On détacha les pages, et on les plaça une par une séparément. Un accord fut conclu : une page colorée contre une pierre précieuse. A ce moment-là, les célibataires qui avaient réussi à cacher leurs chères photos considérèrent que le patriotisme et l’instinct des affaires l’emportaient sur la possession. Après tout, ils pourraient toujours se réapprovisionner au prochain port civilisé. La crèche fut ratissée pour trouver d’autres bandes dessinées.

Pour la première fois dans l’histoire, les bandes dessinées et les revues de pin-up rapportèrent plusieurs fois leurs poids en pierres précieuses.

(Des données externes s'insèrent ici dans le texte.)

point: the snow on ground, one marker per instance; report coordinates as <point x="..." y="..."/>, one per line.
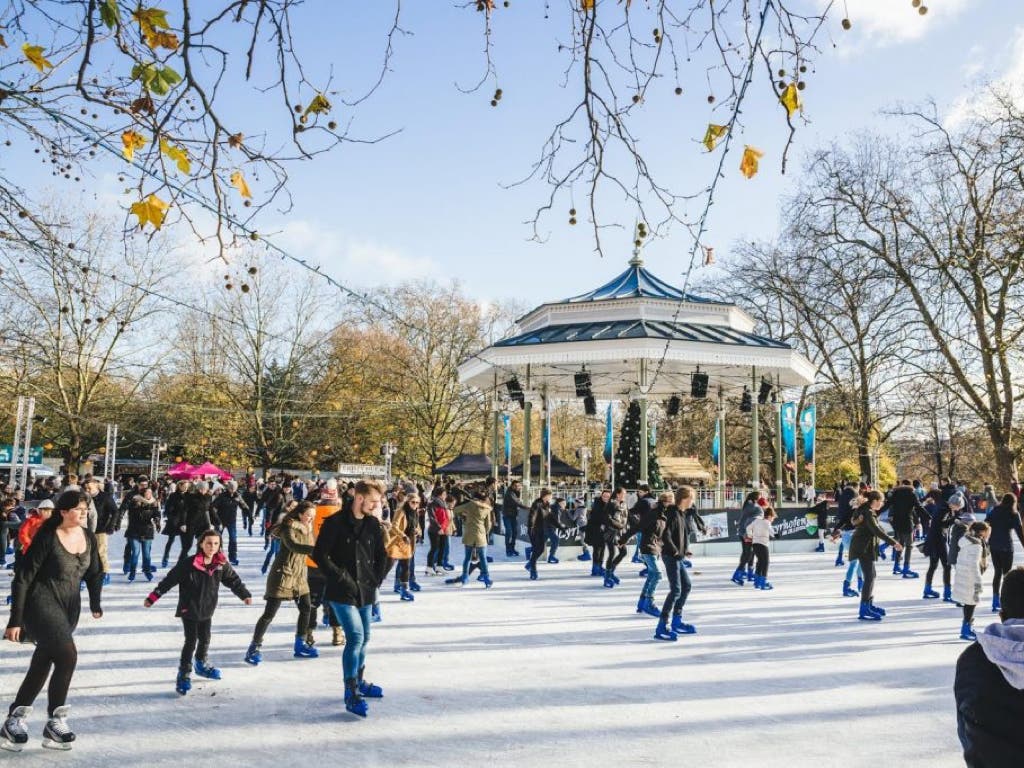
<point x="558" y="672"/>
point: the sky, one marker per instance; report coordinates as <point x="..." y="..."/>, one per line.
<point x="431" y="203"/>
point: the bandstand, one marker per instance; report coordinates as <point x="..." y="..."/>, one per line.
<point x="635" y="337"/>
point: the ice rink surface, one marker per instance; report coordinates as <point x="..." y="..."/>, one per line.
<point x="558" y="672"/>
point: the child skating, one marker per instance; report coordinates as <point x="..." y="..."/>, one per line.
<point x="199" y="578"/>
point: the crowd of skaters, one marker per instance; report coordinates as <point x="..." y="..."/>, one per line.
<point x="333" y="545"/>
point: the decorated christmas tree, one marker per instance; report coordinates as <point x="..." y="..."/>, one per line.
<point x="628" y="455"/>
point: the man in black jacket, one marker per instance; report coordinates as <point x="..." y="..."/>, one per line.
<point x="349" y="552"/>
<point x="905" y="514"/>
<point x="226" y="507"/>
<point x="989" y="686"/>
<point x="511" y="506"/>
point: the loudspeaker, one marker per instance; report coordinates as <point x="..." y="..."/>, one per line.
<point x="698" y="385"/>
<point x="582" y="381"/>
<point x="745" y="402"/>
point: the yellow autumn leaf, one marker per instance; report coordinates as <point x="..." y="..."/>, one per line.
<point x="749" y="163"/>
<point x="150" y="211"/>
<point x="318" y="105"/>
<point x="239" y="181"/>
<point x="714" y="133"/>
<point x="791" y="99"/>
<point x="176" y="154"/>
<point x="151" y="19"/>
<point x="131" y="141"/>
<point x="35" y="55"/>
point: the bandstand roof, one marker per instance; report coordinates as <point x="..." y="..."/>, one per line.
<point x="636" y="333"/>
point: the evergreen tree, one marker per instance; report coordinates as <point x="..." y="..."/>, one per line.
<point x="628" y="455"/>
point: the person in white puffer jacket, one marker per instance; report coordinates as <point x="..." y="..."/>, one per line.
<point x="972" y="561"/>
<point x="760" y="531"/>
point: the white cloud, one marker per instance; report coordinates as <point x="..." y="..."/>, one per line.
<point x="879" y="23"/>
<point x="352" y="260"/>
<point x="978" y="98"/>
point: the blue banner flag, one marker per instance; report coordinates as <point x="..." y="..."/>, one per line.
<point x="508" y="438"/>
<point x="790" y="430"/>
<point x="716" y="444"/>
<point x="808" y="423"/>
<point x="607" y="435"/>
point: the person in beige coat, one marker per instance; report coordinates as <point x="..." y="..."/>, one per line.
<point x="288" y="580"/>
<point x="476" y="518"/>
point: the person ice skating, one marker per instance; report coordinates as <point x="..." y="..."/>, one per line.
<point x="864" y="548"/>
<point x="905" y="515"/>
<point x="989" y="686"/>
<point x="438" y="524"/>
<point x="539" y="512"/>
<point x="650" y="525"/>
<point x="972" y="561"/>
<point x="45" y="607"/>
<point x="328" y="505"/>
<point x="675" y="542"/>
<point x="399" y="543"/>
<point x="761" y="532"/>
<point x="1005" y="520"/>
<point x="475" y="516"/>
<point x="174" y="519"/>
<point x="199" y="578"/>
<point x="593" y="530"/>
<point x="511" y="507"/>
<point x="615" y="521"/>
<point x="942" y="516"/>
<point x="288" y="581"/>
<point x="143" y="519"/>
<point x="750" y="511"/>
<point x="226" y="507"/>
<point x="350" y="552"/>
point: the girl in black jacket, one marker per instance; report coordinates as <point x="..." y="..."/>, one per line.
<point x="198" y="579"/>
<point x="349" y="551"/>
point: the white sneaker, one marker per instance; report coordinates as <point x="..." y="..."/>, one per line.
<point x="56" y="734"/>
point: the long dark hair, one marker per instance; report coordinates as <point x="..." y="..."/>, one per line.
<point x="67" y="501"/>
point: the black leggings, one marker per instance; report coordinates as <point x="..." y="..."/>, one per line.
<point x="197" y="642"/>
<point x="761" y="551"/>
<point x="934" y="561"/>
<point x="62" y="657"/>
<point x="615" y="555"/>
<point x="867" y="567"/>
<point x="436" y="553"/>
<point x="747" y="555"/>
<point x="270" y="610"/>
<point x="906" y="539"/>
<point x="1001" y="563"/>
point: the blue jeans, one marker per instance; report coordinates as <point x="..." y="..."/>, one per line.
<point x="511" y="523"/>
<point x="552" y="536"/>
<point x="679" y="587"/>
<point x="145" y="547"/>
<point x="271" y="551"/>
<point x="232" y="541"/>
<point x="653" y="576"/>
<point x="482" y="554"/>
<point x="854" y="566"/>
<point x="355" y="623"/>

Après Toth IV, ils arrivèrent sur Woolamurra. A chaque départ, ils se rapprochaient du Grand Rassemblement des Familles. Une fièvre de carnaval s’était emparée du vaisseau. Des membres de l’équipage étaient exemptés de leur travail pour pratiquer leur instrument de musique. Les gardes furent réorganisées pour permettre aux quatuors de répéter ensemble. On forma une table d’entraînement pour les athlètes qui furent aussi exemptés de toute tâche sauf de celle à leurs postes de combat, de façon à ce qu’ils s’exercent jusqu’à l’épuisement total. Les migraines et les mouvements d’humeur se multiplièrent à cause des projets de réception qui fassent honneur à l’orgueil exalté de Sisu.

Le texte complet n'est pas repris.